Monday, December 24, 2012

New West Coast Folk


SOMETHING about the cool weather, the melange of religious songs and the reflective tone of the end of the end of the year leads me to play a lot of acoustic folk music around the holidays. (And lest you jeer at the frigid winters we have in Southern California, I’ll tell you that it was in the 50s most of today and I could actually see my breath this morning. Okay, so we’re not in Yorkshire.)

In any case, two newish records have pushed their way into my end-of-year folk canon. Both have connections to the West Coast, which may be the best folk (and folk-rock) terrain outside the British Isles.

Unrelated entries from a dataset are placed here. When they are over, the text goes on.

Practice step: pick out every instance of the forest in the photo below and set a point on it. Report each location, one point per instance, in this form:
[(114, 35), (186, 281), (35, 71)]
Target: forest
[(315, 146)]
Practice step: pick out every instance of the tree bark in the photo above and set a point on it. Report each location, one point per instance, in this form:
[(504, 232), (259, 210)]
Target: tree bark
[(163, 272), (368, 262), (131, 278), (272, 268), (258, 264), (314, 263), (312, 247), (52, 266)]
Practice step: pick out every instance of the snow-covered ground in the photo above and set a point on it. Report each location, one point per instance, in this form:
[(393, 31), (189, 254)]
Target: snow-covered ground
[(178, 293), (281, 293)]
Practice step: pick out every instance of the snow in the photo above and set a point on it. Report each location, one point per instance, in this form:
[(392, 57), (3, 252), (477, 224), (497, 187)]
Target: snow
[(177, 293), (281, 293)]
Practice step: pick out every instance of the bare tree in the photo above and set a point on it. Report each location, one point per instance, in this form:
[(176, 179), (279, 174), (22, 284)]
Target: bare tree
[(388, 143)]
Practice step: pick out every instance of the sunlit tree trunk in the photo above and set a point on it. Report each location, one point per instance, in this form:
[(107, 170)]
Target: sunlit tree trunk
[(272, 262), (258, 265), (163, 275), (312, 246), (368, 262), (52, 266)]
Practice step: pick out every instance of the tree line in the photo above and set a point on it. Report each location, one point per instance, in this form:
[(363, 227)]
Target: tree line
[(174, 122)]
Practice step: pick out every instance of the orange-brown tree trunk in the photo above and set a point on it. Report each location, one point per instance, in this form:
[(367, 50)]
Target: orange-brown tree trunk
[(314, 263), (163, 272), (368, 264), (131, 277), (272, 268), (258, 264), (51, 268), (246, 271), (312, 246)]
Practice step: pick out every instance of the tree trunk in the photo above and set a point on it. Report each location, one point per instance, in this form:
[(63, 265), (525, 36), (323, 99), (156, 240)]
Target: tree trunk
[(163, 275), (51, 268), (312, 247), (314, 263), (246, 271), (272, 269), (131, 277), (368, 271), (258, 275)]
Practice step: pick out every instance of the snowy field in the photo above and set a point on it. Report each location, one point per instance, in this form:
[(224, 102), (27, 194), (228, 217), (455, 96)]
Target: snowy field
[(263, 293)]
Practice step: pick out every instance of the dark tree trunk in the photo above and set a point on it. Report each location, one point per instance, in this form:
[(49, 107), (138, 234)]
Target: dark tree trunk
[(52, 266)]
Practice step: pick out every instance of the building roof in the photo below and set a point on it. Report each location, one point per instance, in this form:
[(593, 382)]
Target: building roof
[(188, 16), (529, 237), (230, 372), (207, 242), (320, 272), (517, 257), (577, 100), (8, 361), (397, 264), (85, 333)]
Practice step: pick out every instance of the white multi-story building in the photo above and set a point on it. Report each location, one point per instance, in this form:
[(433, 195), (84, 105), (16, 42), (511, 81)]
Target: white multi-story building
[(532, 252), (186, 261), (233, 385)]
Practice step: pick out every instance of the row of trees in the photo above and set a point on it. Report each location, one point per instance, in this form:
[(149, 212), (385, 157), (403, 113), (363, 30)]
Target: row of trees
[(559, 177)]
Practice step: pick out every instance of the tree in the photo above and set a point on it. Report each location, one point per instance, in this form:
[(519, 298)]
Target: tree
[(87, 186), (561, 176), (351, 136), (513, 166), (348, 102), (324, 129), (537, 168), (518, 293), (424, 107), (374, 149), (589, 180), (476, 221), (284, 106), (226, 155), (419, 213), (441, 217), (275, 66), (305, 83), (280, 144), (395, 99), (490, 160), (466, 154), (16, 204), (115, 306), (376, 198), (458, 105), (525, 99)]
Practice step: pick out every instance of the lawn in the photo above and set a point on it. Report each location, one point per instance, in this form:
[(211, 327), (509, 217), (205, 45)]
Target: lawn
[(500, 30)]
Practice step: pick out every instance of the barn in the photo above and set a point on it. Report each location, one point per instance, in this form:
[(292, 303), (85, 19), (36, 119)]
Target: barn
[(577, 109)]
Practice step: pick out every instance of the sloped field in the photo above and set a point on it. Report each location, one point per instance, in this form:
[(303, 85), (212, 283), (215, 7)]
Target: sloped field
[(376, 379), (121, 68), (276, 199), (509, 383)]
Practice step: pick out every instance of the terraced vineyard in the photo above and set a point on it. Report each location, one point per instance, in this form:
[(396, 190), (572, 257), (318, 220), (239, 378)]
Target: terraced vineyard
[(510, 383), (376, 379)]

The first is Deer Creek Canyon, by the youngish Seattle-based folk singer Sera Cahoone. This is her third record, but she’s new to me and I don’t know her story in much detail. (Turns out she played drums in Band of Horses for a while – huh?)

I’ll just say: I don’t often hear an artist who’s able to blend tradition with a solid personality this well. None of these songs make me rethink the history of music, but all are intelligent, tastefully played and effortlessly tuneful. A few – Rumpshaker, Shakin’ Hands – are better than that.

The other album comes from a whole other generation. Bert Jasch was a Scotsman and one of the fathers of Britfolk. His show at Largo a few years back – his last American tour, I think – was one of the most riveting performances I’ve ever seen, with his peerless fingerpicking, his adaptation of traditional English and Celtic songs, and his rough-hewn voice.

Janch made a number of classic records in the ‘60s, some with John Renbourn; my favorite live record of his is the reasonably obscure Live in Australia.

But Omnivore has just released a two-CD disc that captures the late fingerpicking hero near his high point. The title disc, Heartbreak, was recorded in 1982. But even better is the second disc here, Live at McCabe’s Guitar Shop, which captures a 1981 solo date at the Santa Monica shrine.

Jansch opens with the old Irish song “Curragh of Kildare” and works his way through “Blackwater Side,” “Come Back Baby,” “The First Time Ever I Saw Your Face” (a Celt folk tune by Ewan MacColl before Elvis made it famous) and a song he had special sympathy with – the darkly romantic “Blues Run the Game.”

All of this music will be ringing and chiming around my house this week. Happy West Coast folk holidays to all.